People familiar with the situation confirmed to me that at least two big-six houses have refused to sign new annual contracts — but I have not yet been able to confirm that all six did so. Amazon is still fulfilling customer orders, these sources said, but is not promoting big-six houses’ books on the site or in marketing materials in ways it once did.

The terms causing the publishers to balk are “co-op fees,” which were traditionally fees publishers paid to bookstores to get them to plug their books in the store. It’s not clear how that works when selling books through websites, but publishers have gone along with it until now. But as Zaitchik’s source noted, Amazon has pumped up the co-op fees in a “stupifyingly draconian” way, sometimes by as much as 30 times over what they covered in the 2011 contracts.

And Owen notes that this comes at a time when the publishers are especially wary of seeming to take any action in common with each other, due to the scrutiny five of them are getting from the Justice Department over implementing agency pricing in unison.

In fact, there’s kind of an odd symmetry to the whole thing. Just as agency pricing terms were favorable enough that publishers could have independently come to the decision to implement them, if Amazon’s contract terms were unfavorable enough then publishers wouldn’t need to consult with each other to turn them down either.

I wonder what the exact details of the new Independent Publishers Group contract that caused it to turn down Amazon’s renewal were? As far as I recall, the IPG never specified exactly what the contract did that was objectionable other than that it would cost the publishers enough money to make their e-books unprofitable. Might it have been higher co-op fees in that case, too?

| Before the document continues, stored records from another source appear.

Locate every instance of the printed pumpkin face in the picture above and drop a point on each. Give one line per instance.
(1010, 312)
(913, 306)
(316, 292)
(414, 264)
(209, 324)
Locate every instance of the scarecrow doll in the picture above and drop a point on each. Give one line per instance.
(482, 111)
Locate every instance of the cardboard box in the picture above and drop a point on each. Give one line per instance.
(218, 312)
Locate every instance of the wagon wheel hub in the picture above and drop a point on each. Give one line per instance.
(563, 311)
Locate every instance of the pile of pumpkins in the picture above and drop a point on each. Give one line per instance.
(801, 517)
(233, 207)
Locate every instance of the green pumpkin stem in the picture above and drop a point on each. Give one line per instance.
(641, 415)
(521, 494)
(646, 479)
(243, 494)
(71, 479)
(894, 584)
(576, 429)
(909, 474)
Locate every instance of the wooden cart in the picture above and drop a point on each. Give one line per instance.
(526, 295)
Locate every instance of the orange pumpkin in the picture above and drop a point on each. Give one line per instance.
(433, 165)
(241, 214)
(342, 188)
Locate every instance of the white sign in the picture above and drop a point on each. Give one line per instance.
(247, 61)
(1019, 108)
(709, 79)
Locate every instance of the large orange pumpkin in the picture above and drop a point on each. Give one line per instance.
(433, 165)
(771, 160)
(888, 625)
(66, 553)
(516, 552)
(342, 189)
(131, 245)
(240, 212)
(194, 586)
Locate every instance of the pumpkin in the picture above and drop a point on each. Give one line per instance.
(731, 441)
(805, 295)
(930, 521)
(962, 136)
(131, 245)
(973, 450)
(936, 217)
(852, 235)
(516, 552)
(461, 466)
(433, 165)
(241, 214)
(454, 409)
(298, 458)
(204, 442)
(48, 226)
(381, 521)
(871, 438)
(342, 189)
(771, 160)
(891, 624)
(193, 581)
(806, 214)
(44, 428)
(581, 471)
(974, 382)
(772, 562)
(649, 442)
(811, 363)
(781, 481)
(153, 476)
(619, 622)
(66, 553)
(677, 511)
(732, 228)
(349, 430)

Regardless, publishers have long feared that sooner or later Amazon was going to try to impose contract terms that would have meant they couldn’t meet their margins. Up to now the fear was always that Amazon would insist on lower wholesale prices—that’s why the publishers implemented agency pricing in the first place. But apparently Amazon figures that getting the publishers to pay higher co-op fees would work just as well as getting them to charge less money. (Indeed, since agency pricing takes any control of pricing out of its hands, it’s about all Amazon can do.)

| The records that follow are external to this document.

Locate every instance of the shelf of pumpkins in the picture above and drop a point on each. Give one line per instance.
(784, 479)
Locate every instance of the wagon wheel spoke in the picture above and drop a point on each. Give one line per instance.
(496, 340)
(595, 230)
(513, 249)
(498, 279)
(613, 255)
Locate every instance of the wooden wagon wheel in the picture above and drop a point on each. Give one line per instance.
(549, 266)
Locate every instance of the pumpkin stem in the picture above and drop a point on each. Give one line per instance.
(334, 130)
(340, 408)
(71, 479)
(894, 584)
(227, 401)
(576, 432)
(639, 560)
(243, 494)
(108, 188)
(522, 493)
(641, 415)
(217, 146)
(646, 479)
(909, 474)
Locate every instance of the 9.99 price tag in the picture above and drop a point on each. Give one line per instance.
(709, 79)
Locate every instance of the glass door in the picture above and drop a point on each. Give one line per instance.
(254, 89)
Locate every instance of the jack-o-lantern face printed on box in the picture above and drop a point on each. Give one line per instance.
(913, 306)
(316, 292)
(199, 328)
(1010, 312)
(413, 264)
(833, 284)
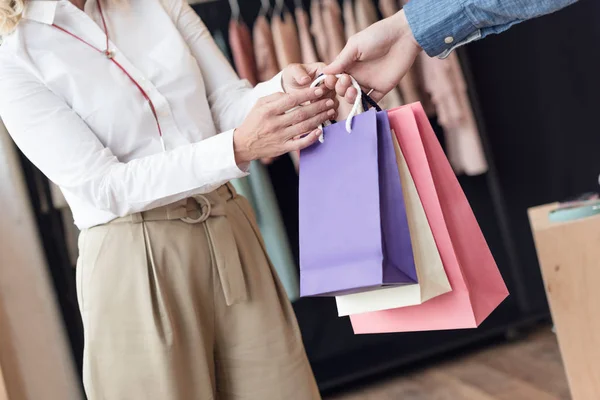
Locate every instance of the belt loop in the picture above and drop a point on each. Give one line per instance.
(137, 218)
(232, 190)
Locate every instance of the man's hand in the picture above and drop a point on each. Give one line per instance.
(299, 76)
(379, 56)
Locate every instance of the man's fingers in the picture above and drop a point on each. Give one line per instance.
(292, 100)
(310, 124)
(301, 114)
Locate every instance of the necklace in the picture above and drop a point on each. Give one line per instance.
(110, 55)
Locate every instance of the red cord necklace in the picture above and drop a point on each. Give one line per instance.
(110, 56)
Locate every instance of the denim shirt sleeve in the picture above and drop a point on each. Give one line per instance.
(440, 26)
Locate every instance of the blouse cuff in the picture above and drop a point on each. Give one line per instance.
(223, 153)
(274, 85)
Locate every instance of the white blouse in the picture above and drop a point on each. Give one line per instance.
(85, 124)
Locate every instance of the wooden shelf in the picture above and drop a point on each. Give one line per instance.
(569, 255)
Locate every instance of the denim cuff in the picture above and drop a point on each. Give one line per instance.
(439, 26)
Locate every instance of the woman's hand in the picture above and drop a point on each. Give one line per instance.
(279, 124)
(300, 76)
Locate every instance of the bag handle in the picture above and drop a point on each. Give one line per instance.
(362, 103)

So are we finally at that much-feared point where Amazon tries to cut publishers’ margins off at the knees? It still seems a bit early in the game for that to happen. And I’m not sure Amazon hasn’t overplayed its hand in this case. It’s one thing to cut off a bunch of independent publishers from Kindle—but it would be quite another to lose the “Big Six” publishers. Given how much the appeal of the Kindle is built on being able to buy those high-demand titles instantly, Amazon can’t want to stop selling them any more than the publishers do.

It will be very interesting to see what happens next, and who (if anyone) backs down. And the fact that this is all happening just as the Justice Department allegedly prepares to sue the publishers for antitrust violations just adds extra spice.